The first rule tells us that we only have 1% purchase of eggs, ground beef and mineral water, total 76 out of 7501 purchases; The confidence of 0.51 implies that there is an 51% confidence that a transaction includes mineral water, given that the purchase includes eggs and ground beef; The lift ratio of 2.12 indicates that a customer who purchased eggs, ground beef as one who was very likely to purchase mineral water at a rate of 24% better than just guessing that a random customer purchased mineral water. There is a strong association between eggs, ground beef and mineral water. We might suggest the store manager to place these items next to each other. For online purchase, mineral water is possibly to be the product recommendation next to eggs, ground beef.

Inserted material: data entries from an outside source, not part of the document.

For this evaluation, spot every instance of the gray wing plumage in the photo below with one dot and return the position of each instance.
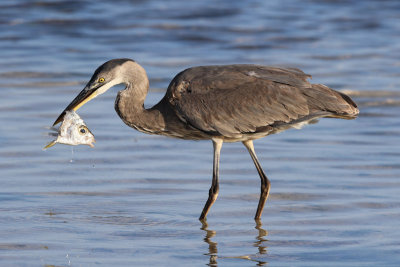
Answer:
(235, 99)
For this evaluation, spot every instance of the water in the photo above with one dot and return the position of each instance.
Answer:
(135, 198)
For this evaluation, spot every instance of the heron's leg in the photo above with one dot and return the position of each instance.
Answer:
(214, 189)
(265, 184)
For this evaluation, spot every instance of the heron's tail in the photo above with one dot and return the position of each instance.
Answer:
(324, 99)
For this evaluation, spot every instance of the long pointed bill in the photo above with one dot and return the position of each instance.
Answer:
(82, 98)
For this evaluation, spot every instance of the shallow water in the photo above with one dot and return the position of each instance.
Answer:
(135, 198)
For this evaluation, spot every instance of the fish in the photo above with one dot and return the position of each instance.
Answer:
(73, 131)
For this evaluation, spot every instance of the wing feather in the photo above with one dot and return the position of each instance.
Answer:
(235, 99)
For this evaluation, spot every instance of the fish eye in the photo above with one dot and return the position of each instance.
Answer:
(83, 130)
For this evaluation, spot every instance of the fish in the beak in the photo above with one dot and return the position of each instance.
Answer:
(73, 131)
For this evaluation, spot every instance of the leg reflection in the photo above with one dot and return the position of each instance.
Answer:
(256, 257)
(212, 246)
(262, 248)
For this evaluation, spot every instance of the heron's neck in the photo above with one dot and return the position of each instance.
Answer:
(130, 107)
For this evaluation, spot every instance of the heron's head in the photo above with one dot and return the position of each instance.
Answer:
(113, 72)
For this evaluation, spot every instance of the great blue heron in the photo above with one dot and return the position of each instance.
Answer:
(228, 103)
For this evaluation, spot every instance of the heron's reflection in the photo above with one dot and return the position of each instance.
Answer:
(213, 249)
(212, 246)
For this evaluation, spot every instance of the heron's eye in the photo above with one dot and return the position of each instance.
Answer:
(83, 130)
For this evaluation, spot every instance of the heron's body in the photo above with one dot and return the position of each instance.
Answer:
(228, 103)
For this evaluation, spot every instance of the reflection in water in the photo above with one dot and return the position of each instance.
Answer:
(212, 246)
(262, 249)
(213, 249)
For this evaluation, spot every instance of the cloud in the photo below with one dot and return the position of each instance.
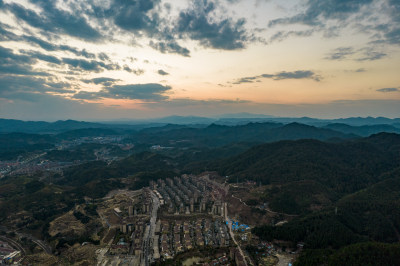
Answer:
(171, 47)
(89, 65)
(200, 23)
(317, 12)
(23, 87)
(282, 35)
(54, 20)
(16, 64)
(364, 54)
(103, 81)
(340, 53)
(43, 57)
(137, 72)
(370, 54)
(299, 74)
(146, 92)
(388, 90)
(135, 15)
(162, 72)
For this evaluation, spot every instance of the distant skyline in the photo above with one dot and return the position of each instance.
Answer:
(134, 59)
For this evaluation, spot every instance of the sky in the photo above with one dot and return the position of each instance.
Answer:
(135, 59)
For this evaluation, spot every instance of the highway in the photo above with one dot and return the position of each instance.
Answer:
(147, 256)
(231, 233)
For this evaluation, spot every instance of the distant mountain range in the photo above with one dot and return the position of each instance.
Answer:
(361, 126)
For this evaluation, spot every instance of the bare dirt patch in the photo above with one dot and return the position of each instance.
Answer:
(66, 224)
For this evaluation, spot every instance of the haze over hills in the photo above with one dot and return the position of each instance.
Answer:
(295, 183)
(11, 125)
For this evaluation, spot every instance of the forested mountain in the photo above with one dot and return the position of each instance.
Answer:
(219, 135)
(365, 130)
(344, 166)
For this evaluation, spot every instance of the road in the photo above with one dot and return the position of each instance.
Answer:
(147, 255)
(14, 244)
(231, 232)
(266, 209)
(38, 242)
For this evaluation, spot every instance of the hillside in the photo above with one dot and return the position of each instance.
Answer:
(220, 135)
(331, 164)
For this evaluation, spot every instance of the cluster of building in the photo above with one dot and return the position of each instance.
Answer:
(188, 195)
(177, 236)
(8, 255)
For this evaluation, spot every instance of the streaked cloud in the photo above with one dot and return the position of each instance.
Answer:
(299, 74)
(388, 90)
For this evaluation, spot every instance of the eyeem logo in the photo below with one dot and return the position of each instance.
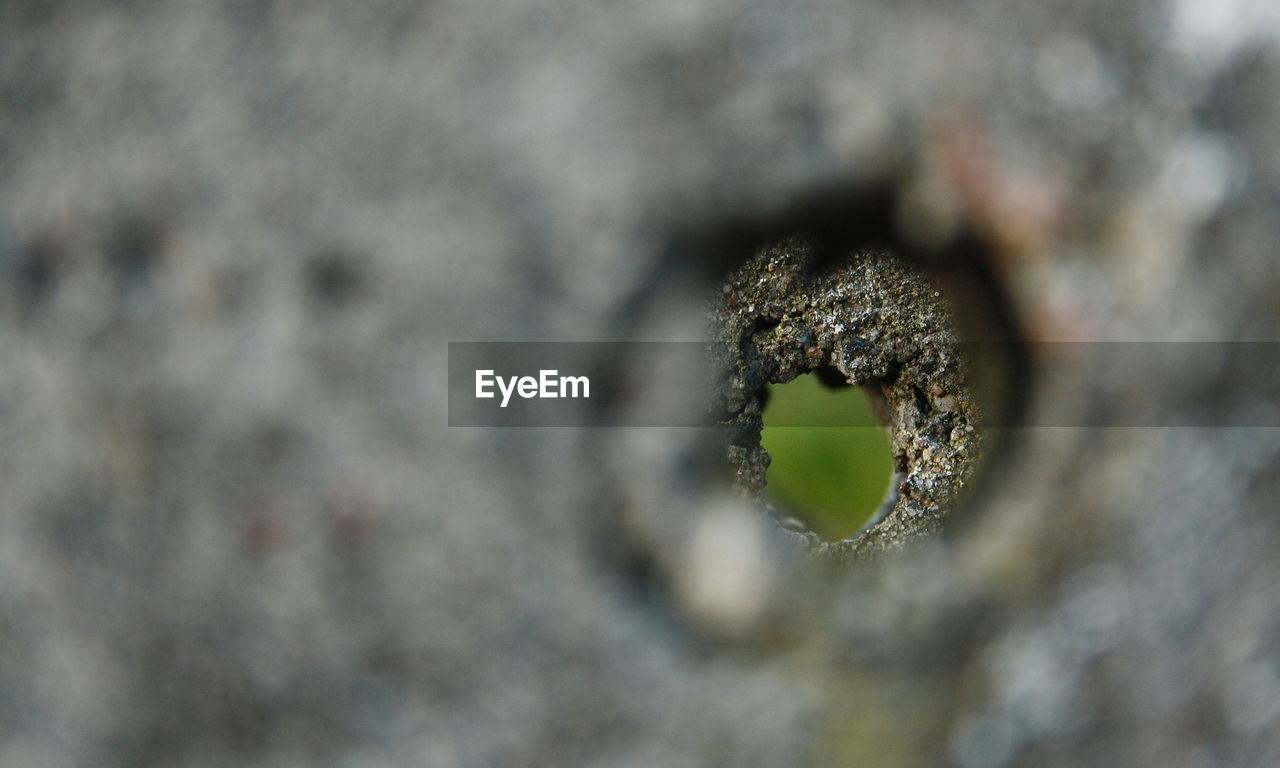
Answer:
(548, 385)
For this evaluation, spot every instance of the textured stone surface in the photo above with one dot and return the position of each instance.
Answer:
(864, 320)
(234, 238)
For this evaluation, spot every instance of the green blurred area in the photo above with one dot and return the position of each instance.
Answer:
(832, 478)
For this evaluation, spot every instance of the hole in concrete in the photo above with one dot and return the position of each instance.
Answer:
(831, 469)
(864, 318)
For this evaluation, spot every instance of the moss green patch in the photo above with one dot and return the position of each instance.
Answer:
(832, 478)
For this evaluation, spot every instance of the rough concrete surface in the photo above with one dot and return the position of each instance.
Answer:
(236, 238)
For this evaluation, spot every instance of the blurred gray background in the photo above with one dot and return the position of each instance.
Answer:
(236, 238)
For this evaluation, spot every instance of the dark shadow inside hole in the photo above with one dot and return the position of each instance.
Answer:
(831, 458)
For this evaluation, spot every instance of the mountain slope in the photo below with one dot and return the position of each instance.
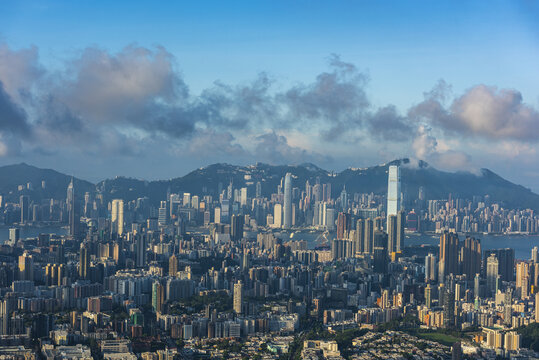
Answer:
(11, 176)
(208, 180)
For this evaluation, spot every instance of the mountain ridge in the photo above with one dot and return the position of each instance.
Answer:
(205, 180)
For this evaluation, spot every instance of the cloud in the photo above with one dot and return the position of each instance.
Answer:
(482, 111)
(427, 147)
(335, 100)
(209, 143)
(424, 144)
(12, 117)
(19, 70)
(387, 124)
(275, 149)
(135, 102)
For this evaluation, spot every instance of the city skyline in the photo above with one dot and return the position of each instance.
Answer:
(98, 106)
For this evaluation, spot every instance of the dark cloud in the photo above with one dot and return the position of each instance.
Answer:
(235, 107)
(274, 148)
(482, 111)
(387, 124)
(336, 100)
(12, 117)
(19, 71)
(210, 143)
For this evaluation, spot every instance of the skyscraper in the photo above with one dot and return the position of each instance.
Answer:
(84, 261)
(343, 225)
(368, 238)
(380, 252)
(173, 265)
(449, 255)
(492, 273)
(470, 257)
(522, 279)
(238, 297)
(158, 296)
(72, 210)
(26, 267)
(391, 233)
(393, 191)
(140, 248)
(287, 210)
(236, 227)
(277, 215)
(506, 260)
(117, 216)
(401, 220)
(359, 241)
(430, 268)
(428, 296)
(24, 204)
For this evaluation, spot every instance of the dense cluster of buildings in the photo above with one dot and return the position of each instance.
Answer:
(198, 275)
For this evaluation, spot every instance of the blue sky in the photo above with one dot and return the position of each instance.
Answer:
(400, 50)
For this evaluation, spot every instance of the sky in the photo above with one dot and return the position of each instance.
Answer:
(100, 89)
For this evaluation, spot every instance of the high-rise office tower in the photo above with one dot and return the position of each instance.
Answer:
(449, 307)
(14, 235)
(117, 216)
(393, 191)
(368, 238)
(158, 296)
(26, 267)
(163, 214)
(522, 279)
(449, 255)
(72, 210)
(243, 197)
(430, 267)
(343, 225)
(380, 252)
(238, 297)
(140, 248)
(506, 260)
(359, 241)
(25, 208)
(492, 273)
(401, 221)
(392, 233)
(84, 261)
(287, 209)
(428, 296)
(341, 249)
(173, 266)
(236, 227)
(277, 215)
(258, 189)
(470, 257)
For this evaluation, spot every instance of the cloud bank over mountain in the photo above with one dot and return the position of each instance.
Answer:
(134, 106)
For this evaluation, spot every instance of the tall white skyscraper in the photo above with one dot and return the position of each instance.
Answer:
(287, 211)
(238, 297)
(393, 191)
(117, 216)
(277, 215)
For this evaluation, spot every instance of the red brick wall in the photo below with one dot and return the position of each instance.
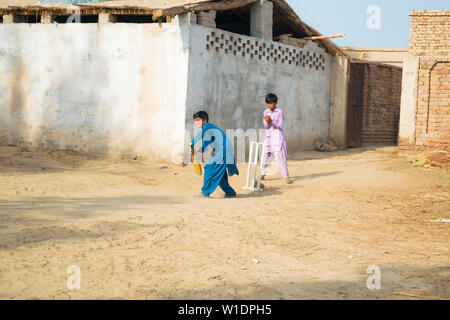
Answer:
(381, 109)
(429, 33)
(433, 105)
(430, 41)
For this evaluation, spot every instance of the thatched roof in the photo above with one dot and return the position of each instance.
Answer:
(283, 13)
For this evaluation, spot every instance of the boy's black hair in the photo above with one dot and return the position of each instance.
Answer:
(271, 97)
(202, 115)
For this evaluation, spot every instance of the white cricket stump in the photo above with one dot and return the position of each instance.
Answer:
(257, 151)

Let's try different thresholds

rule1 <- apriori(MarketBasket, parameter=list(minlen=2,supp=0.01,conf=0.45))

summary(rule1)

We receive 6 rules of this setting.


rule2 <- apriori(MarketBasket, parameter=list(minlen=2,supp=0.01,conf=0.3))

summary(rule2)

We receive 63 rules of this setting.


rule3 <- apriori(MarketBasket, parameter=list(minlen=2,supp=0.005,conf=0.5))

summary(rule3)

We receive 20 rules of this setting.


After playing around the support and confidence rates, the highest support rate is 0.01, we can't go beyond this value. Holding support rate to 0.01, the highest confidence rate is 0.5, we can't go beyond this value.


As I mentioned above, the higher the confidence rate is, the better. For this analysis, the best thresholds for support and confidence are 0.01 and 0.5, respectively.


One of some limitations of Association Rule Analysis of using apriori() is the set of support and confidence values. We need to play around them, which might take some times. Another limitation is it might take some time for computation if we have large enough transactions in the dataset. But overall, I like this type of analysis, it, at least, gives me some useful information, which will be not just useful for marketing campaigns, but also increasing the possibility of earning more money from the consumers.